5. You will have your first real taste of life’s fragility. At some point in your 20s, you’ll experience the very real and very bittersweet coexistence of life and death. The people around you will start having babies; the people around you will start dying. Depending on how lucky you are, you will, at some point, be faced with the terrifying and inescapable and humbling nature of mortality. Your parents, guardians, family members — they will start to fade. Watching them fade will be one of the hardest things you will ever have to do, and it will be hard because there is absolutely nothing you can do about it. But it will make you realise that the very value of life lies in its impermanence. You will cherish every waking moment with the fading people. You will become more grateful than you have ever been.
6. Being afraid doesn’t mean you aren’t brave. There is no such thing as someone who does brave things without being utterly terrified while doing them.
7. Don’t lie about your meter readings. It catches up with you.
8. Similarly, just pay the damn TV license.
9. The patience you have for your loved ones grows astronomically. It will stop seeming so irritating when your mum calls you for the tenth time to ask you how to reset the WiFi, or when your friend turns up late to drinks for the fifth time in a row. The little things that once seemed so important will matter less and less. Really, you’ll learn, they just don’t matter at all.
10. Accepting a partner’s flaws doesn’t mean accepting disrespect. There is a delicate line to be walked like a tightrope between helping someone grow, and letting them exploit the good in you.

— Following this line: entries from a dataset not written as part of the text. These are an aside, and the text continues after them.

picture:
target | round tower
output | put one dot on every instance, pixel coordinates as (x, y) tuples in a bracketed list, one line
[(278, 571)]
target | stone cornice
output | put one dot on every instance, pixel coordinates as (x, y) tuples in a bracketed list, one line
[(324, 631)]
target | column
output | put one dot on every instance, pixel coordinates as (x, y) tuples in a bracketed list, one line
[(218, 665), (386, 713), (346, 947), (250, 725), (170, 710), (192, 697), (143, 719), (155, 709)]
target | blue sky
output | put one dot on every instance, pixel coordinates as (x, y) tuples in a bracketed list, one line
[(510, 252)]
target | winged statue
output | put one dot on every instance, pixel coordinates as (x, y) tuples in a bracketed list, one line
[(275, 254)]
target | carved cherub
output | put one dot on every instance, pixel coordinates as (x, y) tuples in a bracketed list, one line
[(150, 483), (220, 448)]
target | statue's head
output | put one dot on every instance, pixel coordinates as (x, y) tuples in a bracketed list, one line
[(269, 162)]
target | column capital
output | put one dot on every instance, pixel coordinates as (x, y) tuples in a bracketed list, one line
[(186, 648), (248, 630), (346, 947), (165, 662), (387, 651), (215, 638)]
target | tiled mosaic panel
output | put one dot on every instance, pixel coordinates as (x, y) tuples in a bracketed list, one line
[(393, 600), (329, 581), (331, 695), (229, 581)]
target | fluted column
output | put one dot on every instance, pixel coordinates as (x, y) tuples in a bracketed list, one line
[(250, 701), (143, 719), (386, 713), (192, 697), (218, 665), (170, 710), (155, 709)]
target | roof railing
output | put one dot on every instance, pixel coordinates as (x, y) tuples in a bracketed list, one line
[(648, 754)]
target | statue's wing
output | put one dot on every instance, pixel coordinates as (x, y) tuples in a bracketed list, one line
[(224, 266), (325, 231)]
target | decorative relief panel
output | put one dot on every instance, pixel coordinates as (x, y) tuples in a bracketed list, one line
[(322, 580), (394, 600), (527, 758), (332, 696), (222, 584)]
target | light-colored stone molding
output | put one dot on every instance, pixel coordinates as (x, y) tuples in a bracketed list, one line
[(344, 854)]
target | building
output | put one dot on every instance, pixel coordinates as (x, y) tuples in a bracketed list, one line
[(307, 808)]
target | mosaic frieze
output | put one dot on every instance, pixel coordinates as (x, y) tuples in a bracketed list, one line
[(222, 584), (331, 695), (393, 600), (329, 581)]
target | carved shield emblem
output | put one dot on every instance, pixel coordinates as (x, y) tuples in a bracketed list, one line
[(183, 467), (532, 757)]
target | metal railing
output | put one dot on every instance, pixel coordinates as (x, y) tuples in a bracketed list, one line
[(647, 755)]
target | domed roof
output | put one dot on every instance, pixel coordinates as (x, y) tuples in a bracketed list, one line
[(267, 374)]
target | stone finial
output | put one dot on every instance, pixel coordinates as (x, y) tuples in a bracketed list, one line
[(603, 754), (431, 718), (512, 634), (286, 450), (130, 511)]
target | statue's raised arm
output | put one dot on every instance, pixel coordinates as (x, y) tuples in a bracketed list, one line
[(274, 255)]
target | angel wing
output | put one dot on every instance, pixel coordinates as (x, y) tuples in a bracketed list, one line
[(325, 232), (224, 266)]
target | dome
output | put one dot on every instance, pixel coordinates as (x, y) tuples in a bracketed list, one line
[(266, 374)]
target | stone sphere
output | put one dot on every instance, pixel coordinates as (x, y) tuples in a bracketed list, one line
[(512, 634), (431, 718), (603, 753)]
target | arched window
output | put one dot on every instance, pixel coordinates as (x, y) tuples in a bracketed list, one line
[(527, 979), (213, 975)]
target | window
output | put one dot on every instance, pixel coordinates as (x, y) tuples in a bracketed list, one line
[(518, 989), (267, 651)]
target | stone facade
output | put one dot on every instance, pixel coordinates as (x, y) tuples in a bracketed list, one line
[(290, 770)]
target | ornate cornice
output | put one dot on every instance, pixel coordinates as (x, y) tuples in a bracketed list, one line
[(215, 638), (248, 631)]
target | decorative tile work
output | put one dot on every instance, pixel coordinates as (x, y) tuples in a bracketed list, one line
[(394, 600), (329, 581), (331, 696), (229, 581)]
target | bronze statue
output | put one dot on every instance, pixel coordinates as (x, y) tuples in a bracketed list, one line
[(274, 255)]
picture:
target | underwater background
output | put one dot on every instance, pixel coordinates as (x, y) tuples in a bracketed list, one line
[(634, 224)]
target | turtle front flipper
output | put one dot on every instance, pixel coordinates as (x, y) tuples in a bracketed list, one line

11. Stand up for yourself. Forget what you were taught about being a good, polite, quiet woman. Be unapologetic, get loud, fight back. No one ever told a man to take up less space.
12. You probably aren’t going to neatly fold that fitted bed sheet. Just shove it in the drawer until it’s time to change your bedding. All the creases get stretched out anyway.
13. You probably aren’t going to eat the other half of that avocado. It’s going to turn to inedible brown mush in your fridge before inevitably fermenting in your bin. Just use the whole damn avocado.
14. You probably aren’t going to ‘stop at one’. Eat another chocolate, order another glass of wine. If life was made to lived by small, fleeting moments of joy it would be insufferably boring (although you’d probably have more money).
15. You probably aren’t going to buy a house at 25, get married by 28, and have three kids and a golden retriever named Lucky by 30. As women, we’re sold the idea that ‘having it all’ happens by the time you’re 30, and that if you haven’t achieved it, you’ve somehow failed. Your life will now plummet into geriatric misery and everyone else’s “successes” will leap out and smack you round the face whenever they’re posted on Instagram (this will be often). But you must learn to resist comparison culture as much as possible. You are on a different life trajectory to other people, and there is nothing wrong with that. You are not a failure if you haven’t been knocked up by the time you’re 30. You are not a failure if you don’t own a house during one of the country’s biggest economic crises in decades. You’re doing just fine. Besides, ‘having it all’ is a myth anyway.
16. Any job that equates your worth to the hours you put in – especially overtime and out-of-hours work – instead of the actual work you’re doing, is categorically not worth it. And your manager deserves to be reported to HR.